Understanding respondents motivations for participating (or not) in market research surveys


When I started out in market research many years ago, getting respondents to participate in a survey was a lot easier.   We used to accost people on the street and drag them into a hall to try chocolate biscuits or watch an ad, or we used to knock on their doors and ask them about their viewing habits or ring them up and ask them why they buy certain products.

Nowadays though it is getting more and more difficult and expensive to recruit people to participate in a survey, there are several reasons for this:

People are getting busier - often both parents are working so your target market may not be at the mall during the week with 20 minutes to spare to talk to you, and the weekends are often spent battling the crowds and getting home as quickly as possible.

Trying to convince someone in the evening to participate in a telephone survey when they are trying to get dinner ready, kids bathed and homework done is near on impossible.

Sales people and scammers – There are so many nuisance callers nowadays claiming to be market researchers but really they are trying to sell something or get information to rip people off.

Burnout – Some people agree to help with a short survey and then find that they are still on the phone 30 minutes later still answering questions.  Usually once this happens an individual is lost for any future surveys.


However, there are still people who like to help out with surveys.

To be supportive – I participate in forums with my fellow small business owners and whenever somebody puts a survey in there I participate as do many others because we like supporting our peers.

To try a new product – this is one of the easiest projects to recruit people for.  I remember running a trial for a new women’s sanitary product.  Once recruitment started word spread and the friends of women who were part of the trial were calling us, and asking if they can participate.  A similar thing happened when we were trialling new nappy brands.

Because they really like or dislike your company – Customers will often participate in a survey after they have received very good or very poor service from your company, just because they need to get something off their chest.

For payment – There are professional survey takers out there, and chances are if you ever buy a sample of your target market you can guarantee they have been recruited to participate in online surveys and are being paid to for their participation.

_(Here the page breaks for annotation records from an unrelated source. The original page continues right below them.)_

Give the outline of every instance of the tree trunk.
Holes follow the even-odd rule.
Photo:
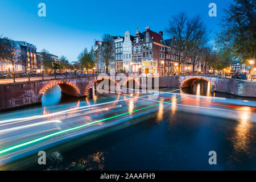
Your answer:
[[[13,64],[13,82],[15,83],[16,81],[15,81],[15,72],[14,72],[14,64]]]
[[[181,65],[181,64],[179,63],[178,64],[178,75],[180,74],[180,66]]]

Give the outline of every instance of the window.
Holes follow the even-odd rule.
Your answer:
[[[138,47],[138,52],[141,52],[141,46],[139,46]]]

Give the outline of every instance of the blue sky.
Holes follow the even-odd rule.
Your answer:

If you want to interview non customers then consider offering a discount voucher  or something for their time.

When recruiting respondents for a survey it is important to be respectful of their time.   If you doing market research make sure you do just that, don’t let it become a sales call.     You do not need to pay them a lot but a discount off one of your own products can increase the response rate significantly.

If they are customers that have had a recent interaction with your business you may not need to incentivise them, but you still need to be respectful of their time. Don’t add in extra nice to know questions.   Surveys with no incentives should only take 5 minutes.  Those with a small incentive could be stretched to 10 minutes.